# 14 year old going soon...



## APBTLove (Feb 23, 2009)

We've had her since she was 6 months old... The worst thing she's done is chew and dig. She is a great girl...
Her pancreas seems to be failing and she's been uncomfortable for days. It just kills me because she has her bursts of energy where she'll gallop around and grin at you like a fox. It wasn't like this with her mate... He was 16 and just started fading.. No disease, but he was not himself, he could barely walk and there was no doubt about what to do. I know she's too old for treatment... She has arthritis and possibly cancer (we did not do further tests). 
We are possibly setting her up for being put down at home on monday. She will NOT be going to the vet for her last hour... I think it is disgusting when people do that if they have the chance to make sure their dog is feeling minimum stress.

Here is Double Deutsche Lady of Lakeside, or Dutch, how I want to remember her, young, happy, and very spirited.
She is in the middle:


----------



## lucymom (Jan 2, 2009)

What a stunning, happy girl. And an amazing live she's lived. I imagine she has brought boundless joy to your home and family. 

I'm so sorry, there is never enough time with them. Fourteen years can go by in a blink and it seems like just yesterday that they were coming in our door for the first time.

I'm sure she will continue to love and protect you from Rainbow Bridge. 

My heart, thoughts and prayers to your family.

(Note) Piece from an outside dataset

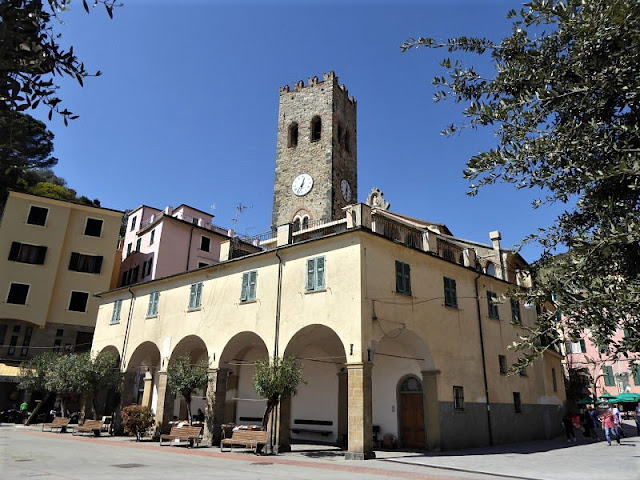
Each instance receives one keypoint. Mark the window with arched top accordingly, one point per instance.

Jennifer, Aik and Angel Lucy


----------



## Ilovealldogs (Nov 17, 2006)

My heart goes out to you. I think you are making a good decision about euthanizing at home. I did that with my dog on the 18th of March. It was much easier on my dog and I hate to admit but especially for me. I wanted her to pass away on her own bed, not some cold unfamiliar table. (That was my decision and I wouldn't criticize anyone for choosing to do it at the vet's office.) I will say a prayer for you and your fur baby. It is a very difficult decision to make and I still feel guilty about mine, but I know I did the right thing for my baby.


----------



## middleofnowhere (Dec 20, 2000)

If your dog is happiest at home and dislikes the vet, then a home visit would be a good choice. With my first dogs, the vet came out to the car so they felt no stress. The next one was at home but the last one was at the vets on a Sunday when they were closed. She was right next to her buddy and I think that is how she wanted it. (Other dog was hospitalized.) The one at home was frankly for my comfort more than for the dog's comfort. 

People do what they need to do given the circumstances they face. It's a hard time for most of us even if the decision is clear. I wish you well during this sad time.


----------



## Skye'sMom (Jul 11, 2004)

My heart goes out to you. I've lost two seniors in just over a year - it was too soon as always.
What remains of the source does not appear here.